1) Cheap California Chardonnay sucks. No two ways about this, I avoid any Chardonnay from California under $20.00 and admit to looking down my snoot at those who enjoy them. My expectations from cheap Chardonnay is overly alcoholic without the right balance, oak chips, 100% malolactic for the nasty buttered popcorn, and fruit profiles either non existent or reminiscint of overly sweet pies and noxious banana bread. In short, cheap California Chardonnay sucks.

2) Burgundian whites are superior to California Chardonnay at every level. While there are high end California Chardonnays that I like better than village level wines from Burgundy, when price is equal, I assume that the Burgundy is better (of course, with ubiquitous vintage chart in hand).

3) The only California Chardonnays worth seeking are those that are explicitly attempting to model Burgundy. This is a big one for me and points to my obvious preference for the Burgundian style. However, without knowledge of the actual winemaking practices or experience with specific wineries, this can be very tough to ascertain. So, unless it's Ramey, Hobbs, or another winemaker known for "Burgundian" styles, I avoid.

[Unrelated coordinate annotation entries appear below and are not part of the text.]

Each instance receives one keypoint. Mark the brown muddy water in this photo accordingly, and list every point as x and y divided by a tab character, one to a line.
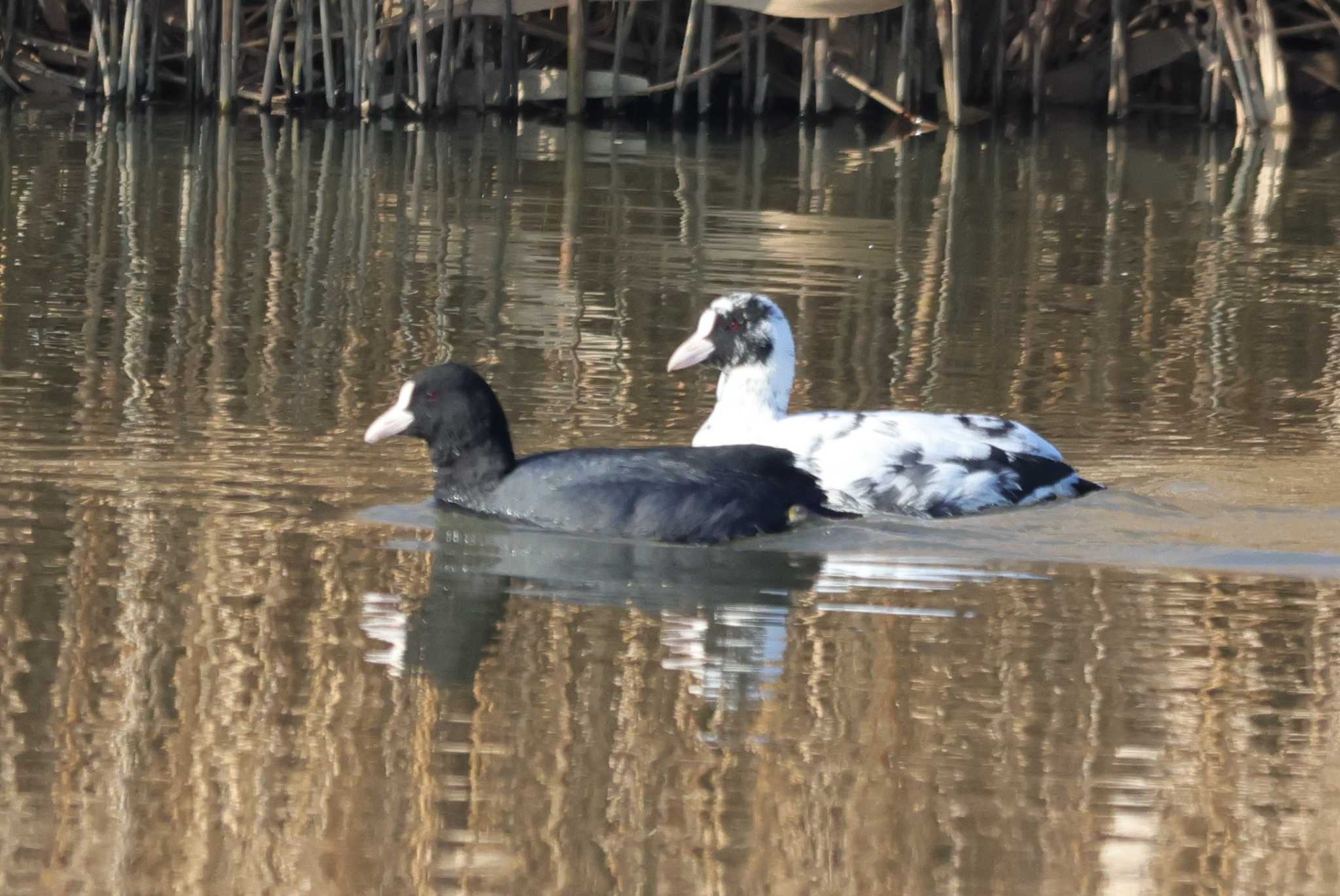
238	654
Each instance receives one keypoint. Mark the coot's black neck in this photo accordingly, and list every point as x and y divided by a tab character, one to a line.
473	453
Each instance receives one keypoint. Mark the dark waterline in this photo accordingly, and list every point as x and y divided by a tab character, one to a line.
238	657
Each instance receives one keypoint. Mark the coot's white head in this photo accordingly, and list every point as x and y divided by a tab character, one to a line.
748	338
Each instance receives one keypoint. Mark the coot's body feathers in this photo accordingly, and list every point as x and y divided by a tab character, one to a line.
908	462
663	493
676	494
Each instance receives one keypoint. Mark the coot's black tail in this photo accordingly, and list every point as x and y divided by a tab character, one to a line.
1083	487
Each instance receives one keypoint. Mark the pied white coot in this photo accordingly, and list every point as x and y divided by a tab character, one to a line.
679	494
909	462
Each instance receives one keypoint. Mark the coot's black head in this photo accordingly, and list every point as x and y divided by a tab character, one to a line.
737	330
457	414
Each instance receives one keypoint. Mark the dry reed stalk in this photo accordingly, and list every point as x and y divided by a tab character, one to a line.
745	69
1209	51
236	47
99	41
350	39
447	65
192	16
328	54
807	69
709	19
690	33
276	39
904	89
1275	83
879	97
400	50
998	58
421	52
823	98
621	38
946	27
1120	77
152	75
478	33
1042	41
762	63
1216	70
130	58
576	58
227	42
510	67
372	98
662	35
1248	110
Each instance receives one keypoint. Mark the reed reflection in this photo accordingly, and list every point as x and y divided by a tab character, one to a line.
198	690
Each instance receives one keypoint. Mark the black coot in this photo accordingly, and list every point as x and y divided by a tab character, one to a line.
675	494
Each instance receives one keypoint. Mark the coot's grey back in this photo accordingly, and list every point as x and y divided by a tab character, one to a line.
675	493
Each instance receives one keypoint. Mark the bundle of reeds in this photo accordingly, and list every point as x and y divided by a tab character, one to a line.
934	58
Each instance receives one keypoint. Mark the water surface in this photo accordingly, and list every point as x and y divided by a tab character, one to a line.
239	655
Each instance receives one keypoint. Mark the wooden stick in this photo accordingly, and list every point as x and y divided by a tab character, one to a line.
328	52
350	34
236	39
762	63
878	95
688	79
276	38
226	54
745	69
309	46
421	50
621	39
662	34
690	33
1216	70
400	50
447	65
709	19
372	67
904	90
998	60
152	83
863	55
1042	16
510	67
192	16
1275	80
807	69
99	41
823	101
1120	77
1237	54
576	58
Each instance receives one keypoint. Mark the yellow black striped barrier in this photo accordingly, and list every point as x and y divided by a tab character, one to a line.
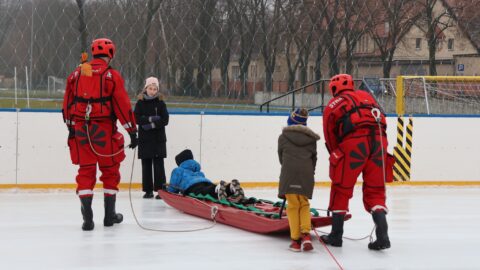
403	151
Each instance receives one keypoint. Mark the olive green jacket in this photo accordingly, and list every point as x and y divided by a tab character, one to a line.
297	151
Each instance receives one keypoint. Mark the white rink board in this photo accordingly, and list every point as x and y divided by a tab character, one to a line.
231	146
8	133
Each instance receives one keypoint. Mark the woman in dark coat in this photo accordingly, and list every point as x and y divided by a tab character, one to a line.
152	117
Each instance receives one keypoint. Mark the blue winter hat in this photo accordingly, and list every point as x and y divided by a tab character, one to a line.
298	117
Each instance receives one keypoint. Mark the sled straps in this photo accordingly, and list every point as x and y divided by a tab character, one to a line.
248	208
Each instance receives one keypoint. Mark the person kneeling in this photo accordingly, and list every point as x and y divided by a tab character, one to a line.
188	178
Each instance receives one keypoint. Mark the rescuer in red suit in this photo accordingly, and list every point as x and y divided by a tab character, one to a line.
95	97
354	139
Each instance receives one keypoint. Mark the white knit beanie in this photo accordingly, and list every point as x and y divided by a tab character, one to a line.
150	81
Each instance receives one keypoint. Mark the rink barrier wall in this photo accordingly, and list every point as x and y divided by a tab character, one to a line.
138	186
241	145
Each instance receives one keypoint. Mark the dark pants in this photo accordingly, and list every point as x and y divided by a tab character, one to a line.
205	188
159	179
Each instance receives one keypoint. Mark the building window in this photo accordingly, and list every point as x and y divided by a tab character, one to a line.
362	44
418	44
236	72
450	44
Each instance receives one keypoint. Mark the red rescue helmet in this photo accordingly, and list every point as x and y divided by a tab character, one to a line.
103	47
340	82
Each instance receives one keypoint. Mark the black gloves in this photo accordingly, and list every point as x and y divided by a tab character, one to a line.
148	126
155	118
133	140
71	132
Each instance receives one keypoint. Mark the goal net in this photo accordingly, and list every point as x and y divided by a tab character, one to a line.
438	95
55	85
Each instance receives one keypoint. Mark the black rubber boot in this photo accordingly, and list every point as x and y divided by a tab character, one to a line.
87	213
381	231
335	237
111	217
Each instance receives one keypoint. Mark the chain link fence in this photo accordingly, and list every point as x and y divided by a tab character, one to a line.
235	53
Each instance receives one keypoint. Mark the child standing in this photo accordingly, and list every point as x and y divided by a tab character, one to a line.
152	117
297	151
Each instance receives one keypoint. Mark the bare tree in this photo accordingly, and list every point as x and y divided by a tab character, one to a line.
224	40
204	65
398	16
82	26
8	11
436	18
246	15
334	36
292	19
270	30
151	10
353	27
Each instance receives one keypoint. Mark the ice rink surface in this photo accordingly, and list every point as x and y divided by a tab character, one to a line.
429	227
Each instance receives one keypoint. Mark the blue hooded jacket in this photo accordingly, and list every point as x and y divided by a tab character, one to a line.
186	175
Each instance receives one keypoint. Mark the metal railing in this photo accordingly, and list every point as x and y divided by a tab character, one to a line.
302	88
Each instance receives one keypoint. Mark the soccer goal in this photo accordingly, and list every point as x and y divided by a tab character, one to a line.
55	85
438	95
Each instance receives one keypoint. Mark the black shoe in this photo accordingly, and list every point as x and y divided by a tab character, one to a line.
148	195
111	217
381	231
331	240
335	237
87	213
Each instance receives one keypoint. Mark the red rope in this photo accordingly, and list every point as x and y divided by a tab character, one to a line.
329	252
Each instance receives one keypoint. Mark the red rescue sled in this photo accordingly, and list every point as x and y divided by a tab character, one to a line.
243	219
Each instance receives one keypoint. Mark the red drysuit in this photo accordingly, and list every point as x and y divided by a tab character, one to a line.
96	102
353	140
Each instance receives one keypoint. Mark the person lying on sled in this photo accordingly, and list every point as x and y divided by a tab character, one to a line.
188	178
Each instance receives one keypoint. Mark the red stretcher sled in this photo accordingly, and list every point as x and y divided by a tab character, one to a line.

4) The "Pompous Barbarian" effect. I choose the name of this blog because this is what I am. I can quite pompous about things like Chardonnay, but utterly barbaric in my reasoning and communication. While I have enough experience to say that I don't like most Cal Chard, I also have never really had an open mind to it having the superiority of Burgundy bludgeoned into my starting at my first fine dining job with only a few Cal Chard fans encountered along the way. Coming from the Pompous world of fine dining where nearly every wine steward looks at purchasing a bottle of Chardonnay with the same snootiness as top chefs have towards people who order chicken, I have learned a few really bad habits when it comes to wine.

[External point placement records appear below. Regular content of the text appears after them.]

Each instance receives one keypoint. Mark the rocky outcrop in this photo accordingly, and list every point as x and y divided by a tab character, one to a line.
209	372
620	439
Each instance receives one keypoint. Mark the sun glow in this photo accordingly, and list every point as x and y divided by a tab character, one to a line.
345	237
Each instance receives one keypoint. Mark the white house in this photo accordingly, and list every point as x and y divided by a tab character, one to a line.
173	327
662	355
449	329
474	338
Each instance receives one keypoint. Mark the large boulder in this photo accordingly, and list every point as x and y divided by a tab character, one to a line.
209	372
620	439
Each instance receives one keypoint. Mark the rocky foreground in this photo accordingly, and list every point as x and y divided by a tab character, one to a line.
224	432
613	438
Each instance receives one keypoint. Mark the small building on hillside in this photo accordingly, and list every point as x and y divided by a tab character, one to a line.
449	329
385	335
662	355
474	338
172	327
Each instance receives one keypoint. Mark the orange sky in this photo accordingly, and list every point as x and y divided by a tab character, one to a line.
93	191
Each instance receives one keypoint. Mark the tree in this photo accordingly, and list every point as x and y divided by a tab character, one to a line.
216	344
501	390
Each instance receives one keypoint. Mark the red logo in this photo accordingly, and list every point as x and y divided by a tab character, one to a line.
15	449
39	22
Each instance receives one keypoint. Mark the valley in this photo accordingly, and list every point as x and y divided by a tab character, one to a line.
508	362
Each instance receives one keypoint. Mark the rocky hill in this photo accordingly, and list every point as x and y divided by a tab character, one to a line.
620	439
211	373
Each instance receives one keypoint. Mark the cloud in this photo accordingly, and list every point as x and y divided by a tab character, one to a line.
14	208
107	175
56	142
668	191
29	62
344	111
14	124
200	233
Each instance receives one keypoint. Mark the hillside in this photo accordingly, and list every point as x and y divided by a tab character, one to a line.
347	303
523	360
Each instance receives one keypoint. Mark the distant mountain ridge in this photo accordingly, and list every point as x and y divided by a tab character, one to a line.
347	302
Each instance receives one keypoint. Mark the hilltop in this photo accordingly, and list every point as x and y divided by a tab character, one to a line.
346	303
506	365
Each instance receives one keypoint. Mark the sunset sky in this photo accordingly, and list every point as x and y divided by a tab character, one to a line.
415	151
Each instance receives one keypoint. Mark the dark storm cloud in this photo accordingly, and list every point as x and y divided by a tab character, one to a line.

So, with my preconceptions firmly understood I have the makings of a small yet simple plan. Taste as much Chardonnay at different price points from different locations (just looking at California and Burgundy would fall into the same pompous trap that I am trying to escape) and take notes, whether on paper or mentally.

Monday, April 5, 2010

2003 Pride Merlot


I am not one of those people who think California Merlot sucks. But I think a lot of it does. So I'm always a bit nervous when I open a bottle, even one from a good producer like Pride Mountain Vineyards, unless I've had it and can remember it. I tend to hold my California Merlots for a fairly short period because the quality and balance can vary so much even among good producers. I got the bottle when touring the Spring Mountain wineries, most of which require appointments. Sunset magazine ran a great article on Spring Mountain wineries several years ago that turned into one my favorite trips to Napa. The tasting room itself is magnificent and if you have a chance, go.

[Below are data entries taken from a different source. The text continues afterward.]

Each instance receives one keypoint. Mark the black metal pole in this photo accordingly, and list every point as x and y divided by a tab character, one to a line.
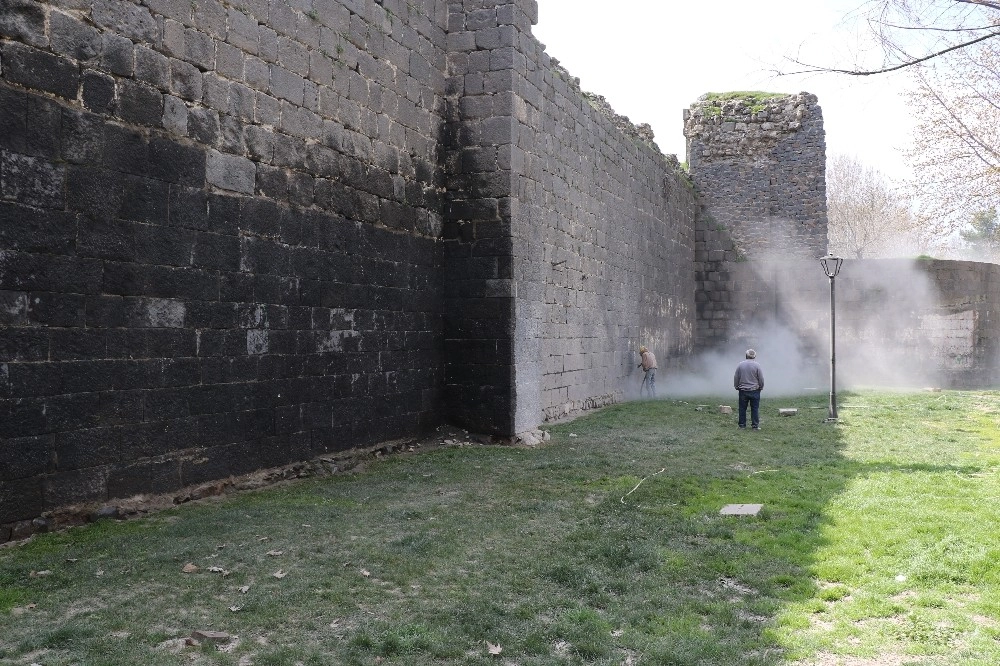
832	414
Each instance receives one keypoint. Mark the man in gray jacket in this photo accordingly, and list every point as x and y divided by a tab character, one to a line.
749	381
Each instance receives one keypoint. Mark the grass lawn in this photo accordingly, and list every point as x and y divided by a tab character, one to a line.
879	543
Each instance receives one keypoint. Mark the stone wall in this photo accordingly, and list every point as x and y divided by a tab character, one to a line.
604	248
758	162
218	239
569	234
239	234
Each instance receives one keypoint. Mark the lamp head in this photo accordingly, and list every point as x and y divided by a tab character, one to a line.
831	265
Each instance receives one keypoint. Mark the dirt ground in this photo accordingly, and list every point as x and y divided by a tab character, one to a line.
354	460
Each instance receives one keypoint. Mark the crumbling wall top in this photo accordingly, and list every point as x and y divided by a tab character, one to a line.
744	123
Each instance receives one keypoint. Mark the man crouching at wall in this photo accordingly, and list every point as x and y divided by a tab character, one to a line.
648	366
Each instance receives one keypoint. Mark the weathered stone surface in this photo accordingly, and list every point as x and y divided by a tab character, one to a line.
230	172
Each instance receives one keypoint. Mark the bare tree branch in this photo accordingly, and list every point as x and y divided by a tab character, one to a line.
894	68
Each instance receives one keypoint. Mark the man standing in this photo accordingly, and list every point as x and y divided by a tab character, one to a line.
749	381
648	366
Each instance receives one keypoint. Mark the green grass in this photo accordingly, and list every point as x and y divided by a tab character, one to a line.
878	539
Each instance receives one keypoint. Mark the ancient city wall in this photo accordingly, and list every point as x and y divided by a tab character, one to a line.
218	226
758	162
604	235
239	234
569	236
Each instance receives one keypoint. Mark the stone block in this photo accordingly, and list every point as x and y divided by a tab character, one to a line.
31	180
139	104
230	172
40	70
134	22
152	67
73	38
185	80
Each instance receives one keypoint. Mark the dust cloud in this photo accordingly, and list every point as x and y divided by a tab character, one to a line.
890	331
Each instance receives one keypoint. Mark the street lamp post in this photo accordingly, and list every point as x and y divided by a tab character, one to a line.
831	266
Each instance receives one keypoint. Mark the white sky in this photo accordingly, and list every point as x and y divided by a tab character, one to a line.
652	58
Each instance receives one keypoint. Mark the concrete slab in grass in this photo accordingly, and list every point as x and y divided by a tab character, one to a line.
741	509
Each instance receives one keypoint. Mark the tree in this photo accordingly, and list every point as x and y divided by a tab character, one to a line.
952	50
868	216
956	144
983	234
906	33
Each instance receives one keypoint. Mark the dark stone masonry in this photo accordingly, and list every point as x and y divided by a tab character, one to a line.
240	234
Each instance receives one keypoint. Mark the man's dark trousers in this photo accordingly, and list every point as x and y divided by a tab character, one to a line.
751	398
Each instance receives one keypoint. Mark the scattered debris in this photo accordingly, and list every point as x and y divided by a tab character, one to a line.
206	636
173	645
105	513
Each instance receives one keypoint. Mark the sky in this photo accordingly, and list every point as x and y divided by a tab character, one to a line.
653	58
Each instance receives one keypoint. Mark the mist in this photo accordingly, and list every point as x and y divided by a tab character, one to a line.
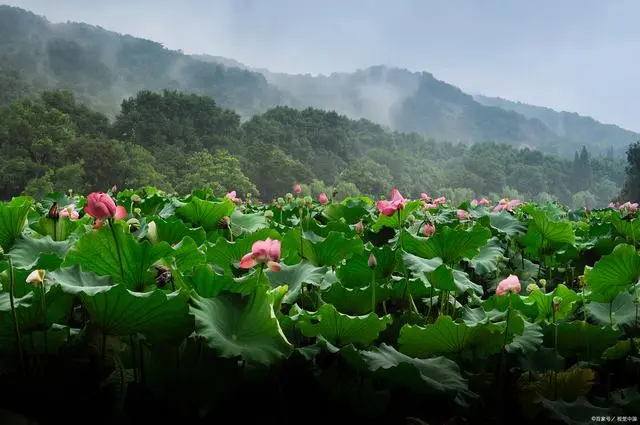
577	56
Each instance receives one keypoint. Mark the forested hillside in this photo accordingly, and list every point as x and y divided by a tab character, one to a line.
601	137
178	141
101	68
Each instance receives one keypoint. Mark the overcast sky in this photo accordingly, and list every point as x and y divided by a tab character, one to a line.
576	55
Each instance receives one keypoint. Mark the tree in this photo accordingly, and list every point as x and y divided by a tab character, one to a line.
631	190
220	172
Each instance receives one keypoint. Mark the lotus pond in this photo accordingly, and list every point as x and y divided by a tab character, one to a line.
145	307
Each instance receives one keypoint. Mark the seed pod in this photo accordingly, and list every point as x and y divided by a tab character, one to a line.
163	276
134	225
54	212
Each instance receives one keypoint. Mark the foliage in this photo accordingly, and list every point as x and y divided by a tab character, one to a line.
132	311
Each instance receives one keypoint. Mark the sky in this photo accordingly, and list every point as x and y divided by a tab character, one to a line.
575	55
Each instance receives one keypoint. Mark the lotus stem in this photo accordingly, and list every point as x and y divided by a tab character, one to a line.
14	314
406	293
373	291
115	239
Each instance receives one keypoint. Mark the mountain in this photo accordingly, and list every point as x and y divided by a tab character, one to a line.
415	102
569	124
102	67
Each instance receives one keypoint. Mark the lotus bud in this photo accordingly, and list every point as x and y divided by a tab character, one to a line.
54	213
152	232
308	200
556	303
224	222
134	225
532	287
372	261
36	277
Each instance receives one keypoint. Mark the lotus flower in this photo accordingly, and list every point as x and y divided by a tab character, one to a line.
396	203
429	230
481	202
70	211
263	252
505	205
510	285
629	207
462	215
101	206
440	201
36	277
232	195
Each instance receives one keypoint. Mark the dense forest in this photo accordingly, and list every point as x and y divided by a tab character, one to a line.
178	141
101	68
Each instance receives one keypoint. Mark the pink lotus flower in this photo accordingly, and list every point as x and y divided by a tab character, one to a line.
263	252
101	206
440	201
462	215
396	203
629	207
505	205
429	230
510	285
232	195
70	211
481	202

I wasn't entirely sure what to expect. I don't specifically remember tasting the Merlot, but I've had enough Pride Mountain wines to know they tend make dense, extracted wines. And the Merlot did not disappoint. If I had to do it over, I'd hold this bottle for another five years, but as it opened, Plums interlaced with chocolate balanced with spice (I swear I tasted Cinammon) with an incredible richness that had only really started to take on the mature flavors I prefer. Velvety smooth tannins provided depth and weight that I find either lacking or overblown in many California Merlots. With a few more years to even out the tannins, the acid would show through better. The wine continued to evolve through the hour it took to kill the bottle eventually showing cassis and oaky notes. Overall, a great bottle of wine that I would love to get more of.